There is also a 5k limit for one-off payments against finance, but you can make as many payments as you like over a period of time. So in hindsight I wish I'd put an extra 20k on finance and made 4 extra payments in the first month, for the reward points!

So if it's all about airmiles, just take out finance then pay all bar a few hundred quid off in bulk payments in the first couple of weeks, clearing the card in between if needed. Don't settle in full else you get the 2 month interest penalty.


----------



## leopard (May 1, 2015)

Most Audi franchises won't these days new or used. BMW might if it's a used car.
There's no real advantage for new cars as you won't get any protection if the sale is over £30k. Worth a go for less though.


----------



## jam3sc (Dec 7, 2012)

I was told that I could do a maximum of £2k on credit card and the rest had to be on debit.

I paid the £2k with a credit card, then said I'd pay the remaining on a debit and opted to use Apple Pay (which doesn't have a limit like using a contactless card does)...

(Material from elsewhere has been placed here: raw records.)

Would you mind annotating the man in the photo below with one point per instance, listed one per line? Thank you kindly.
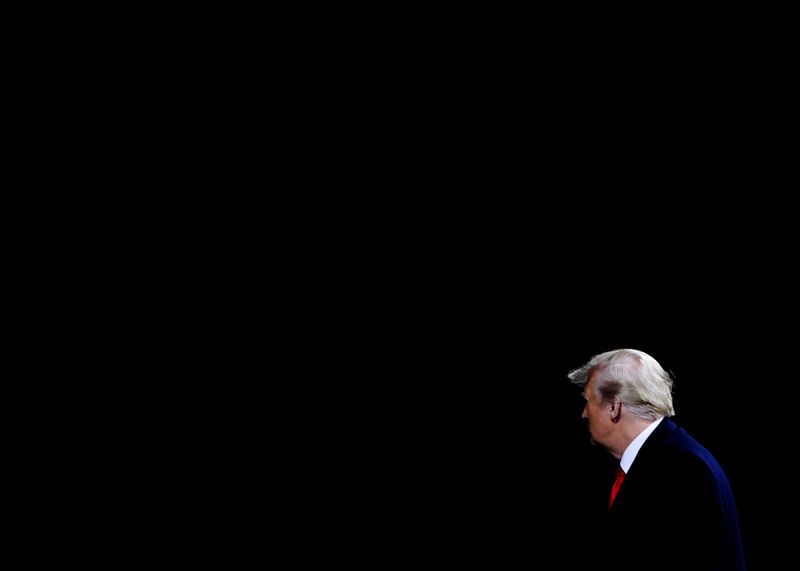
(669, 504)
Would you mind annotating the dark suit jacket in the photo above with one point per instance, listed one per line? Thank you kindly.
(675, 510)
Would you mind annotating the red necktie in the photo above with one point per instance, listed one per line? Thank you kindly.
(615, 487)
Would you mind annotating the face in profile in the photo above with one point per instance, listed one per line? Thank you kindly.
(597, 415)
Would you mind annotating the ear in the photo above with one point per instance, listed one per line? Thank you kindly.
(615, 409)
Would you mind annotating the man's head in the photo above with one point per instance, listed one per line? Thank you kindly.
(624, 389)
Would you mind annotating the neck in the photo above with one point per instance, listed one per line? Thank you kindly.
(627, 430)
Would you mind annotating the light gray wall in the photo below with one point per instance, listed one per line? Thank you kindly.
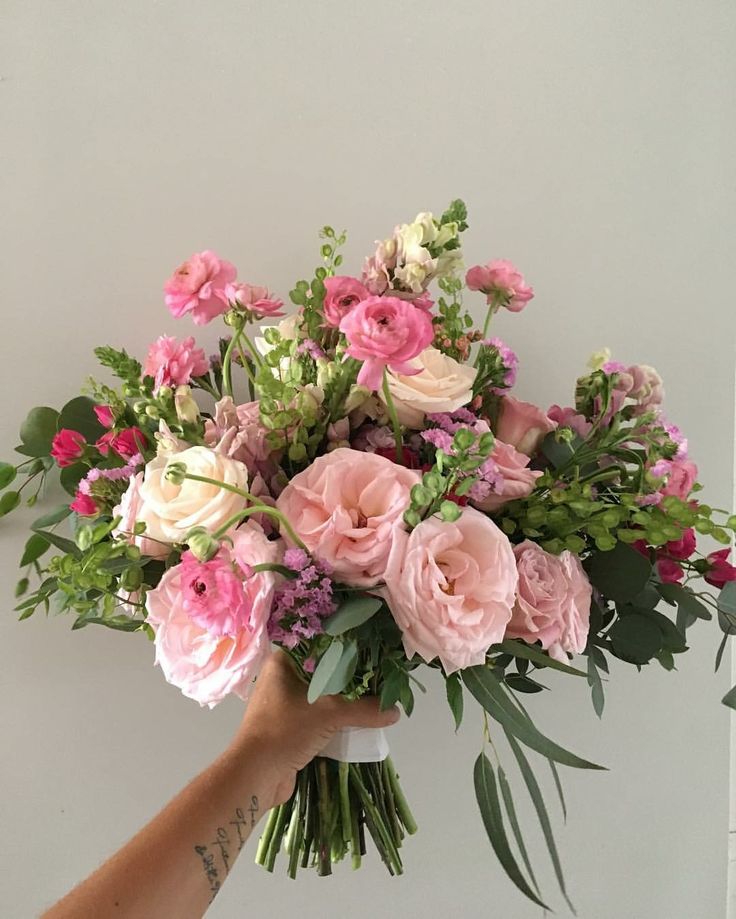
(594, 144)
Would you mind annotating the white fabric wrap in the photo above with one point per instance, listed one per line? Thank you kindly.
(357, 745)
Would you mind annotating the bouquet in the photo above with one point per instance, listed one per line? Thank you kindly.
(356, 484)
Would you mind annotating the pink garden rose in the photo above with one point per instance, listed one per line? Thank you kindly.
(194, 285)
(500, 280)
(347, 508)
(522, 425)
(174, 363)
(193, 609)
(67, 447)
(386, 332)
(451, 587)
(553, 601)
(342, 293)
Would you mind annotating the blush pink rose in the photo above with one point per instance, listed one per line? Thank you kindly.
(522, 425)
(500, 280)
(191, 650)
(386, 332)
(342, 293)
(193, 287)
(174, 363)
(451, 587)
(553, 601)
(512, 477)
(347, 508)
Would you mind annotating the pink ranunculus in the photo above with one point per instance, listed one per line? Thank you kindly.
(347, 508)
(342, 293)
(500, 279)
(386, 332)
(194, 285)
(515, 479)
(522, 425)
(67, 447)
(258, 300)
(174, 363)
(190, 648)
(553, 601)
(721, 570)
(451, 587)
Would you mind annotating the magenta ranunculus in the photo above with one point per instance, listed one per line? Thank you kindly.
(501, 281)
(522, 425)
(553, 601)
(67, 447)
(342, 293)
(347, 508)
(386, 332)
(451, 587)
(193, 287)
(174, 363)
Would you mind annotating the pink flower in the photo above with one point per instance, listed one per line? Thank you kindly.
(386, 332)
(252, 297)
(347, 508)
(721, 570)
(204, 663)
(553, 601)
(500, 279)
(194, 285)
(104, 415)
(67, 447)
(342, 293)
(522, 425)
(451, 587)
(515, 479)
(174, 363)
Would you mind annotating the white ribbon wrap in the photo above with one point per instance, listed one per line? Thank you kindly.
(358, 745)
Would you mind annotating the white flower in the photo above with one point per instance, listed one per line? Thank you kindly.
(443, 385)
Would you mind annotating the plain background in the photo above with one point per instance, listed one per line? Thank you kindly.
(594, 144)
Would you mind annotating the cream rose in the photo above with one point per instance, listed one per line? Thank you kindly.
(442, 385)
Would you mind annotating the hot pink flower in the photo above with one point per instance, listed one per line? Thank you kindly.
(347, 508)
(386, 332)
(451, 587)
(174, 363)
(553, 601)
(341, 295)
(500, 279)
(67, 447)
(522, 425)
(194, 285)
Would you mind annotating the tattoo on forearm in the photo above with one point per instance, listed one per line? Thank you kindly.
(223, 843)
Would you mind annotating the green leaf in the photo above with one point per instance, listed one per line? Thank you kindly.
(536, 795)
(351, 614)
(486, 794)
(38, 430)
(488, 690)
(334, 670)
(34, 549)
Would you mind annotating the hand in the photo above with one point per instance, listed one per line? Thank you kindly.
(290, 731)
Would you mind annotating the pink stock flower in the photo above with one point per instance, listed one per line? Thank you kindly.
(174, 363)
(386, 332)
(553, 601)
(257, 299)
(500, 279)
(522, 425)
(67, 447)
(347, 508)
(440, 591)
(194, 285)
(205, 664)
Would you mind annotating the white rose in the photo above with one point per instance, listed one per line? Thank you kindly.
(443, 385)
(171, 511)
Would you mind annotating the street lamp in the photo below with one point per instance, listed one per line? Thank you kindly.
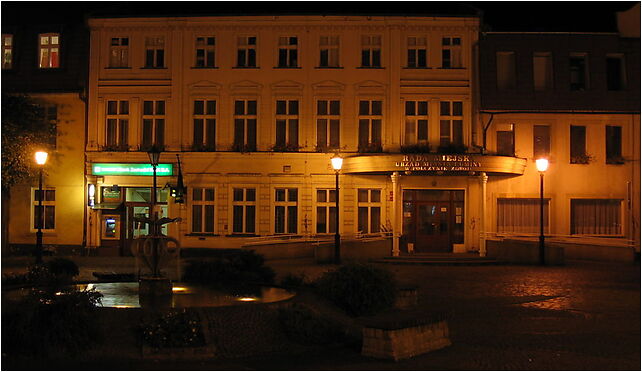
(41, 159)
(337, 163)
(542, 166)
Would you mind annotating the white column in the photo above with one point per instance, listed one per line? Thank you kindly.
(396, 220)
(482, 233)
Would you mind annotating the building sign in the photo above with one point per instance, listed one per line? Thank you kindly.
(120, 169)
(439, 163)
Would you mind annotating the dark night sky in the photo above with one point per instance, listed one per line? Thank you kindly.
(563, 16)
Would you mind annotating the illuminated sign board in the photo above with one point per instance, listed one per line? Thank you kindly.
(120, 169)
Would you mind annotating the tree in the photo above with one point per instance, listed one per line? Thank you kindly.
(23, 131)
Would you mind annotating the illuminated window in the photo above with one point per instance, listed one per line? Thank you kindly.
(615, 72)
(287, 125)
(329, 51)
(369, 210)
(204, 119)
(370, 118)
(153, 124)
(326, 211)
(541, 141)
(154, 52)
(49, 50)
(245, 117)
(451, 127)
(370, 50)
(416, 127)
(417, 47)
(285, 211)
(506, 73)
(48, 221)
(7, 51)
(578, 69)
(614, 145)
(596, 216)
(542, 71)
(119, 52)
(520, 215)
(117, 125)
(451, 52)
(246, 51)
(288, 51)
(203, 210)
(244, 211)
(328, 122)
(205, 51)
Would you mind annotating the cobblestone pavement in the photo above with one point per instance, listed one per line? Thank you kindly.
(581, 316)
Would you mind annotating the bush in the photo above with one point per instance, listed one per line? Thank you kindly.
(174, 329)
(358, 289)
(239, 267)
(49, 323)
(306, 326)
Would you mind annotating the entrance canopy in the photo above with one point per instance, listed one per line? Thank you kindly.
(434, 164)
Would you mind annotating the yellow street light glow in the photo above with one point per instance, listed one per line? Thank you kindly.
(542, 164)
(41, 157)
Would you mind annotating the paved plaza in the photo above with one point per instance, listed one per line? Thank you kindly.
(580, 316)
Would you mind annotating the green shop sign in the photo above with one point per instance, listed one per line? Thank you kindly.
(119, 169)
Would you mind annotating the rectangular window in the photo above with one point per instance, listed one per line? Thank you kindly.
(244, 211)
(246, 51)
(329, 51)
(370, 118)
(288, 52)
(204, 119)
(7, 51)
(369, 210)
(614, 145)
(153, 124)
(370, 51)
(542, 71)
(417, 52)
(326, 211)
(328, 121)
(49, 50)
(203, 208)
(506, 140)
(245, 117)
(596, 216)
(416, 124)
(287, 125)
(578, 145)
(615, 73)
(155, 52)
(119, 52)
(117, 126)
(44, 217)
(578, 70)
(521, 215)
(205, 51)
(451, 127)
(451, 52)
(541, 141)
(285, 211)
(506, 73)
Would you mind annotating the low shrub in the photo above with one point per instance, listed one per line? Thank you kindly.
(307, 326)
(50, 323)
(172, 330)
(359, 289)
(239, 267)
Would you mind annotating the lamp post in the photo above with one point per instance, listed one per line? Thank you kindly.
(337, 163)
(154, 157)
(542, 166)
(41, 159)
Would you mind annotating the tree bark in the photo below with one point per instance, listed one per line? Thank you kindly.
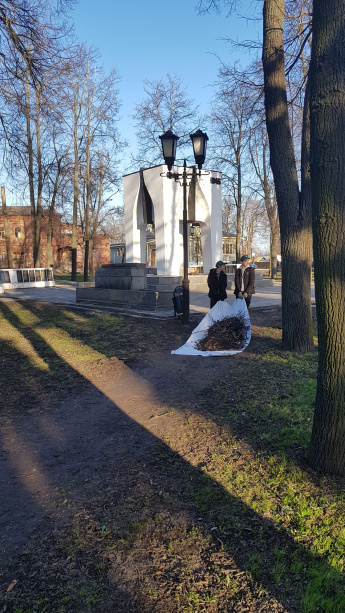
(327, 81)
(38, 216)
(295, 235)
(6, 229)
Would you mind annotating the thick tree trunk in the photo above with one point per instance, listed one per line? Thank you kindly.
(6, 229)
(327, 81)
(295, 235)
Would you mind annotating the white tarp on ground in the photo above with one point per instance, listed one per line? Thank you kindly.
(220, 311)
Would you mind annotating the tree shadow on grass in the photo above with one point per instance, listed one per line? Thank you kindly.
(124, 523)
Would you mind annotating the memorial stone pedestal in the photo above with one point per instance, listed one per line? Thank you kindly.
(129, 286)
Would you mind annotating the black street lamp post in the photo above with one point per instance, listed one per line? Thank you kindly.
(169, 142)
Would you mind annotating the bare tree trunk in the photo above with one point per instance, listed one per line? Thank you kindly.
(295, 235)
(6, 228)
(38, 215)
(50, 258)
(87, 208)
(91, 262)
(30, 164)
(75, 205)
(238, 211)
(327, 77)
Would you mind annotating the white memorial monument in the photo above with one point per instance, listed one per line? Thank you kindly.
(151, 197)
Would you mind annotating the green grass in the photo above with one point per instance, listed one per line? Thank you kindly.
(249, 502)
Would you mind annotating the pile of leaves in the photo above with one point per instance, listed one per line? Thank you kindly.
(225, 335)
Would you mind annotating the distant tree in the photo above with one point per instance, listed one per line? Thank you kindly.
(6, 228)
(259, 151)
(165, 107)
(327, 83)
(230, 129)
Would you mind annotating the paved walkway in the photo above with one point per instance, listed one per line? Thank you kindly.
(199, 302)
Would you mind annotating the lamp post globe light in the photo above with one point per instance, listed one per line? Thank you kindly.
(169, 142)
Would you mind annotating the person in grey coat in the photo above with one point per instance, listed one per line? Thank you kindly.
(244, 280)
(217, 281)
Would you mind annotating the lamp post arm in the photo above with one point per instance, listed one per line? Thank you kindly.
(185, 280)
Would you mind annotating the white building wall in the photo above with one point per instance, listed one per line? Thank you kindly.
(167, 198)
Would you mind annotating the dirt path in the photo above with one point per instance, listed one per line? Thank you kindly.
(113, 453)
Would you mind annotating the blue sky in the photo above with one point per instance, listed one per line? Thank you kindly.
(146, 39)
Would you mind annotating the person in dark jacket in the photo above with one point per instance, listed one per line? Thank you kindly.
(217, 282)
(244, 280)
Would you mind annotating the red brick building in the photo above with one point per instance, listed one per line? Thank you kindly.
(19, 221)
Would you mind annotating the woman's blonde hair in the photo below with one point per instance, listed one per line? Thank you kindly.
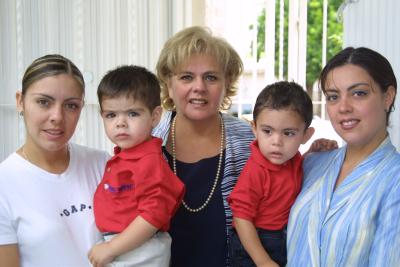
(51, 65)
(198, 40)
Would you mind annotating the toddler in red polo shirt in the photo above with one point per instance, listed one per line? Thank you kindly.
(272, 177)
(139, 193)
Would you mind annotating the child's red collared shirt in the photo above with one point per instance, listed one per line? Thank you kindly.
(137, 181)
(265, 192)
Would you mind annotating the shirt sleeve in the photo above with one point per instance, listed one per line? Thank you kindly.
(8, 233)
(386, 244)
(248, 192)
(159, 192)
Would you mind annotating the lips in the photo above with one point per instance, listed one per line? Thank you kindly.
(349, 124)
(122, 136)
(198, 101)
(54, 132)
(276, 154)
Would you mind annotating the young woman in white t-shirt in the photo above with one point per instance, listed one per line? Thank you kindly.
(47, 185)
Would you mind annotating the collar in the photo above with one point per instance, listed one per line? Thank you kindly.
(259, 158)
(152, 146)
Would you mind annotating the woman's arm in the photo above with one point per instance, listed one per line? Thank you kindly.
(9, 255)
(386, 244)
(251, 242)
(138, 232)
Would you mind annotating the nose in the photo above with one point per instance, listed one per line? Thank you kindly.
(345, 105)
(199, 84)
(121, 121)
(276, 140)
(57, 114)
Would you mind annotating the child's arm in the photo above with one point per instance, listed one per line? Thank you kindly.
(138, 232)
(321, 145)
(251, 242)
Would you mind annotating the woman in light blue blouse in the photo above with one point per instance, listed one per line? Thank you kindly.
(348, 211)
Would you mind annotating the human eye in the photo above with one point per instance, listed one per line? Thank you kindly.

I actually selected a credit card set up in the wallet on my phone, knowing there would be not restriction on the card machine itself to prevent the payment and it all went through fine. The salesman gave me a bit of a look when the receipt was coming out, but he didn't actually question it and I got a load of Avios. :wink: Could be worth a try!


----------



## Homie (Feb 18, 2006)

When we bought Mrs H's roadster recently from Glasgow Audi I used my bank debit card, I was surprised that it was not flagged up for a security check. According to the salesman this is not unusual even when paying balances over £20,000


----------



## Blade Runner (Feb 16, 2018)

Homie said:


> When we bought Mrs H's roadster recently from Glasgow Audi I used my bank debit card, I was surprised that it was not flagged up for a security check. According to the salesman this is not unusual even when paying balances over £20,000


Varies a bit between banks for debit cards, and this is obviously a totally different ball game to credit. Lloyds have an online banking daily transfer limit (to another UK account) of £25k. However, I remember a guy in their anti-fraud dept telling me that the fraud check system (complex algorithm) is reactive and depends "on a number of different factors", not just the amount and the destination account. In other words, it might go through or it might not (even for amounts less than £25k). There is no way of checking in advance.


----------